Drake stops. “I’ll admit, this hero role you’re playing is kinda low-key hot,” he says. “I don’t think I’ve ever had anyone fight so hard for me since the days Laz and I were just two little boys getting into trouble together. Mom scolding us. Laz sticking up for me … of course, his name wasn’t Lazarus back then. The point is, you don’t really know me, you don’t know what you’re fighting against, and if you stuck around for a few days, you’d realize I’m not as unhappy as you think. None of us are, in fact. Not even this dude-bro I’m sucking blood out of without his written consent. The human body is a total marvel. It easily replaces the blood we take in a matter of weeks. No harm, no foul. Everyone’s happy.”

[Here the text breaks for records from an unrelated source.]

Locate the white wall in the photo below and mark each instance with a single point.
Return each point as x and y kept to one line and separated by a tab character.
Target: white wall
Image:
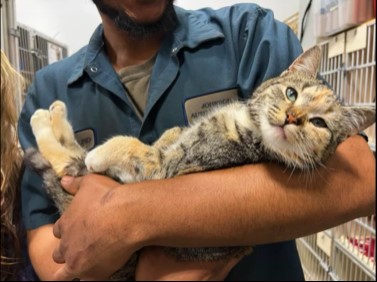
72	22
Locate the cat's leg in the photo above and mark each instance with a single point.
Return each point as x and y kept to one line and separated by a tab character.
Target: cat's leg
168	137
125	158
58	155
62	129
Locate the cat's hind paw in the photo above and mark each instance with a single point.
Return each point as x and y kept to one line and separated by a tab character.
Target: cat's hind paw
40	120
95	161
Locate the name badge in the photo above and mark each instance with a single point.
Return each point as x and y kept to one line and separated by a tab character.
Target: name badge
201	105
85	138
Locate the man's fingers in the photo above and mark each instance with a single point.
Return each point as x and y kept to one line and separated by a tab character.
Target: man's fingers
62	274
57	255
56	229
71	184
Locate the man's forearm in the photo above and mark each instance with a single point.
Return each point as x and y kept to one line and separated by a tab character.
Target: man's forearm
253	204
41	243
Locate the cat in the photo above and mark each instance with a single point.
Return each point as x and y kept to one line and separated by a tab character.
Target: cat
294	119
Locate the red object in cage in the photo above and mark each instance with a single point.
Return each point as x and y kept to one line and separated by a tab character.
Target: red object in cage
365	245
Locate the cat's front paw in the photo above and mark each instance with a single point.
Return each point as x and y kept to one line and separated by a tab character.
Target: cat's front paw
40	120
58	109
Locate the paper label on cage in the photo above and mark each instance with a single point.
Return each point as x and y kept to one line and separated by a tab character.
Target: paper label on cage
336	45
324	242
356	39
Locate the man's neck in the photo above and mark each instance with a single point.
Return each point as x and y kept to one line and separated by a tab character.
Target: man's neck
124	50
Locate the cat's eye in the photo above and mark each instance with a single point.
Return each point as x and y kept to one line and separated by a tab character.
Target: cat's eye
291	94
318	122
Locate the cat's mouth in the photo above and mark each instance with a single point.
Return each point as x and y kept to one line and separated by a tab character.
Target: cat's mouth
279	131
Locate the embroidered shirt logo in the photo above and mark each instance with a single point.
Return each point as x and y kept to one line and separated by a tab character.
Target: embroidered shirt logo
199	106
85	138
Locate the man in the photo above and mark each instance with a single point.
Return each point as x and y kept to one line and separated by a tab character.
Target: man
151	66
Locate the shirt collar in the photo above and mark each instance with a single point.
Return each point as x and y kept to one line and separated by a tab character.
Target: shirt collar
88	54
192	30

“Does that include the terrified guy Salazo keeps as a pet?” Kyle leans in close, putting his face in front of Drake’s. “You can rationalize this all you want. What you guys do is wrong.”
“If I didn’t know better, I’d think my brother was trying to set us up. He knows I’m lonely … and you’re totally my type.” He draws close. Before Kyle can flinch away, Drake plants a kiss right on his lips. “Stick around, hot stuff. See how we live before you judge us so quickly. Laz can hear every single word we’ve been saying, by the way.” He winks. “Another ten or fifteen minutes, we’ll be outta this stuffy dorm. I’m skipping Maya. She needs her blood, on account of her big morning exam and all. See? I have a heart.” He resumes the blood drawing and hums a tune, leaving Kyle more confused than before, heart racing loudly.